Understand the legal terms: A class action is a procedure used to efficiently handle a lawsuit in which a large number of people have been injured by a common act, or set of actions, or product. A suit is not considered a class action until there is a court order making it such.
Research the scope of the problem. How you do this will depend greatly on the issue. The Web is a tremendous resource: Visit chat rooms and online support groups to find information that relates directly or tangentially to your lawsuit.
Hire an attorney who specializes in the type of lawsuit you are pursuing. For instance, if you are suing a current or former employer for discrimination or back wages, hire an employment or labor lawyer. There are also attorneys who specialize in securities, product liability and defective manufacturing. Many lawyers who take on class action suits work on a contingency basis, which might be more than 30 percent of the final settlement.
Determine with your lawyer whether your lawsuit has broad appeal. It all depends on the problem. Again, use the Web to help identify potential plaintiffs. Dig up information from government agencies or congressional representatives. Place an ad in a newspaper after a class action is certified by a court.
File your case, then a motion for class certification. In order to qualify, you must prove that you have a sufficient number of plaintiffs involved, all of whom were subject to similar misconduct, and you must show that each person is making the same allegations. Your attorney must also prove that common questions predominate in the suit rather than individualized issues. He or she will handle this.

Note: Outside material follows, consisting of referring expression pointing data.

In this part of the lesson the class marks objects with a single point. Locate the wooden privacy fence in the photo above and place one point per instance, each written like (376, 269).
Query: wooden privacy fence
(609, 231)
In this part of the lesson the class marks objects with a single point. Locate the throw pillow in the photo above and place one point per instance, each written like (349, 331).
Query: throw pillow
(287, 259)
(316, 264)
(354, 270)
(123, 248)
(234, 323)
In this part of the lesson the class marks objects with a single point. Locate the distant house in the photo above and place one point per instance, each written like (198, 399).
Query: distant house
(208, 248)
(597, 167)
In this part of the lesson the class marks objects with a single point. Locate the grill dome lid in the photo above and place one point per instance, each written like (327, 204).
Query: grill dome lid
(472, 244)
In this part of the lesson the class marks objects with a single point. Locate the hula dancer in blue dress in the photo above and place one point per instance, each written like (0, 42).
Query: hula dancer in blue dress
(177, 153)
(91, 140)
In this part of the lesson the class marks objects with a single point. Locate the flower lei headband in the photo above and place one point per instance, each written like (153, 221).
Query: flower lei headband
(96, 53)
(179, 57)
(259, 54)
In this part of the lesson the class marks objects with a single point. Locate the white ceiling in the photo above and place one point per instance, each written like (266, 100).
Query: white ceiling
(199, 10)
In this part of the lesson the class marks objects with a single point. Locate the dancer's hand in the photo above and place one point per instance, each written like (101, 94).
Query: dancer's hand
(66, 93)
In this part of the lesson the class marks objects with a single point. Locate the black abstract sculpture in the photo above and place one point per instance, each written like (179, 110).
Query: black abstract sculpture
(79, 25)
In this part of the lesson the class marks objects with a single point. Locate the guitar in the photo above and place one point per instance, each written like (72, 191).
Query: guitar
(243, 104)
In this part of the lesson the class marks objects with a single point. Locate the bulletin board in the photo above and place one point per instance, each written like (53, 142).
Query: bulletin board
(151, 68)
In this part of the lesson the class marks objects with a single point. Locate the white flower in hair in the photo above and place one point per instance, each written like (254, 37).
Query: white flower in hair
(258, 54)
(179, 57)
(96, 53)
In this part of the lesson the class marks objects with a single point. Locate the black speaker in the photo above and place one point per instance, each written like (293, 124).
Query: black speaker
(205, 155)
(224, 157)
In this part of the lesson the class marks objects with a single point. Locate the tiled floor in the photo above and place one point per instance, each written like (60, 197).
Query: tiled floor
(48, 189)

Send notices to potential members of the class suit. You as the plaintiff (and your lawyer) are responsible for this. The defendants must provide their names and addresses. Your legal team must also publish a notice in nationwide papers such as The Wall Street Journal and The New York Times. Some potential class lawsuit members may opt to sue on their own or not at all.
Prepare your case and get ready to go to court.
- Select your lawyer carefully. Some lawyers love class actions because of the exposure it brings them, not to mention the money. Word of mouth may be the best way to find a credible lawyer. You might also contact a lawyer referral service such as LegalMatch.net. Interview several potential attorneys before hiring one.
- Many years can pass before a final settlement in a class action suit is made.
- You can be the lead plaintiff acting on behalf of the other members in the class action. You simply need to have enough coplaintiffs to justify the suit as a class action; and while that can be millions of people in some cases, it can be as few as 20 in others.
- A class action suit can prove to be more efficient for the judicial system and reap larger settlements, so don't be surprised if lawyers push for a class action suit rather than individual litigation.
- Talk to journalists at legal newspapers and magazines to get an objective perspective on the inner workings of class action suits. They may be able to help you research your case or suggest an appropriate attorney.